The figures are significant because they show that the bailed-out banks, being kept afloat with U.S. taxpayer money, actively sought to hire foreign workers instead of American workers.

This won`t be big news to readers—but it is big news that AP is reporting this sort of thing. Part of where these writers went wrong is they think hiring of foreign workers is just a cost savings measure. The real reasons are more complicated. At this point, the management of many "American" companies has a lot more identification with foreign workers than they do American workers. The CEO of Citicorp, for example, is originally from India and maintains close ties there. I`ve seen large software projects that had no real business justification—but did manage to get a lot of visas for "friends and family" of management. Each H-1b visa and green card has considerable monetary value-and that means managers will risk blowing off a career to obtain those visas. The manager simply needs to figure out a story to tell upper management that is credible.

In 2003 a colleague and I showed that high levels of immigration were associated with low state bond ratings. I`ve seen earlier studies that showed similar results for municipalities.

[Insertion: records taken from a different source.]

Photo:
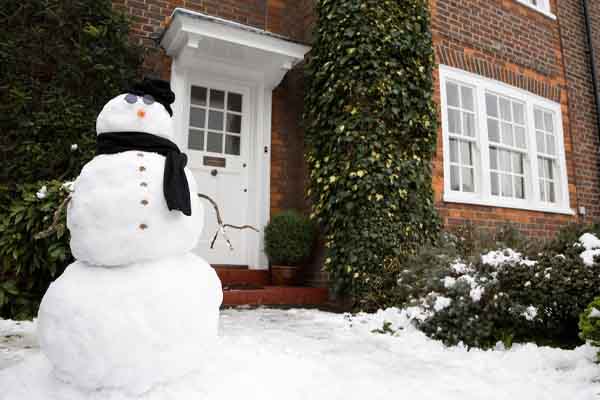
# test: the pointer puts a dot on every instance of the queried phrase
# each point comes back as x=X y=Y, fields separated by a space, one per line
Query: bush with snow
x=589 y=324
x=503 y=294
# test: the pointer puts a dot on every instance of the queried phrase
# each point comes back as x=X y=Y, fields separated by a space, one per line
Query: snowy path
x=306 y=354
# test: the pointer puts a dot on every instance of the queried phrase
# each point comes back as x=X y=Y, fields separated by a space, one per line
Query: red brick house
x=518 y=139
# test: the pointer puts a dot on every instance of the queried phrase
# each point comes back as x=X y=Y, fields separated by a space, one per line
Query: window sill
x=475 y=200
x=541 y=11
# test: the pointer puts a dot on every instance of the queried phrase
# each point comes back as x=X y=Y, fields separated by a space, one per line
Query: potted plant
x=289 y=239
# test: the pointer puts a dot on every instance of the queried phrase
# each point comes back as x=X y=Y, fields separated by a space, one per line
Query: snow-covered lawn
x=308 y=354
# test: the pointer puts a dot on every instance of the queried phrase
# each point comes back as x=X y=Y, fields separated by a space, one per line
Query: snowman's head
x=142 y=109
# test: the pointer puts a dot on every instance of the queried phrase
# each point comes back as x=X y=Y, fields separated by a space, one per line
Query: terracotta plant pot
x=284 y=275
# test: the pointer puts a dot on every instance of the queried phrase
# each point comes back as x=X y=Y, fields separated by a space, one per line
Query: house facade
x=518 y=139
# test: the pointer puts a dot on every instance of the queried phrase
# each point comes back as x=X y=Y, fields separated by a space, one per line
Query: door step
x=243 y=286
x=276 y=295
x=240 y=275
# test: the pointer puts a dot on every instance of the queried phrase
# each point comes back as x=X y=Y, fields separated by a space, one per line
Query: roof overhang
x=195 y=38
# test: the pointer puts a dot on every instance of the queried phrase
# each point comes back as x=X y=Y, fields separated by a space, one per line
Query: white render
x=130 y=327
x=308 y=354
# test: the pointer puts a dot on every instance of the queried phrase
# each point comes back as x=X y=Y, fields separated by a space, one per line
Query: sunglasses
x=132 y=99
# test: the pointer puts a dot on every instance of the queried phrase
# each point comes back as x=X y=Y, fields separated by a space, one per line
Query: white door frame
x=259 y=137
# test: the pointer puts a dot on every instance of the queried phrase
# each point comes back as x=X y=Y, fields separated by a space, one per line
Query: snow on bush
x=504 y=295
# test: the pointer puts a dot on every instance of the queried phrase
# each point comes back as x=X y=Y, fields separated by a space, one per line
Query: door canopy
x=195 y=38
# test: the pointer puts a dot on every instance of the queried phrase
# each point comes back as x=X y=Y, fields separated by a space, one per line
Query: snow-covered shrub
x=27 y=265
x=507 y=297
x=589 y=324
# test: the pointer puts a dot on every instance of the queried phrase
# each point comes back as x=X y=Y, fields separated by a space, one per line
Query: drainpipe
x=588 y=29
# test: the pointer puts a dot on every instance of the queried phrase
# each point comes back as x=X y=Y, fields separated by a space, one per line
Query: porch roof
x=203 y=37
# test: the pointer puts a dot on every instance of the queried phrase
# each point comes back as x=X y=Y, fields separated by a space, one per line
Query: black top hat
x=157 y=88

I would suggest investors need to ask is why do we give companies incentives for economic activities that have negative effects when scaled up? Part of the problem is that the SEC does not require companies to report immigration and visa status of publicly traded companies. If we had that data then I think it would become pretty obvious that the hiring of large numbers of H-1b workers is not a symptom of long term economic health on the part of a company.

The companies that have lead the H-1b charge were largely corporate welfare cases like Intel, Microsoft, Cisco and the major accounting firms like Price Waterhouse Coopers that have government-enforced near monopoly status. Those kinds of companies can afford to do stupid things for a long time because they have such deep pockets. When those companies all start following each other like lemmings over a cliff you have a serious problem.

Those kinds of problems aren`t corrected until something really bad happens—like a major economic crisis that takes us beyond business as usual.